2.1 The Skill
Saturday, November 21, 2009 at 08:18AM
Caring for Marriage

Filling Your Love Bank

One of the differences between dating couples and people who have been married for a while is the amount of time they devote to enjoying each other. This is certainly not our intention going into marriage, but rather is the fallout of being part of a culture that expects you to go to work, feed your children and vacuum the floor. Yet we can change that. What is more, it is my experience that the change is not as difficult or time consuming as we allow ourselves to believe.

This week start by telling stories as a group about times you enjoyed together... go back in history, or as recently as this morning when you paused to hug before life grabbed you by the arm and threw you out the door. After a warm glow has descended on the people in the room, give them paper and pencil and set them to work. Make four lists... things that are mutually enjoyable to do together that take one minute, that take 5 minutes, that take an hour and that take half a day or more.
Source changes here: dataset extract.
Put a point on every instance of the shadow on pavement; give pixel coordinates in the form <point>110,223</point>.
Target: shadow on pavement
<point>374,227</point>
If people have a blankness about them give them some ideas to start from.

Tell a joke

Long, lingering kiss

Sit on his lap

Play a favorite song or sing it

Dance in the living room

Watch a funny You Tube

Look at your photos

Hold hands

Look at the sky

Look at your sleeping children

Appreciate each other

Make love

Smile deeply

Tickle

Wrestle

Light a candle and sit together

Sneak some chocolate

Walk outside

Look at your garden

Find something growing

Neck massage

Pray

Read the Word

Read a funny book

Lay on the hammock

Leave a romantic message on each other's phone

Write a loving email to each other

Go out for ice cream

Make brownies together

Shower together

Play slap jack

Have a staring contest

Play charades

Draw a picture with one pencil and two hands

Then challenge them to plan when in the week they are going to do these things. Offer a prize for anyone who accomplishes 21 things in a week. As the marriage group progresses, take breaks for them to quickly do one of the sixty second things on their list. The more you do this, the more they will develop a habit. The Book Conjugial Love begins with the word, "Delight" and frankly, happiness is the carrot that drew most of us into this covenant to begin with. It is merely the relentless roar of more urgent things that stifles that original and essential goal.

Being in a room where married couples are enjoying each other, laughing and smiling is good for you. Too often we are in the presence of sit coms where marriage is devalued, or at parties where the men talk over here and the women gather over there. The simple magic that happens when we are in the sphere of marriage delight fills a void that many of us are hungry for. Show in no uncertain terms that enjoying your spouse is nourishing and easily available.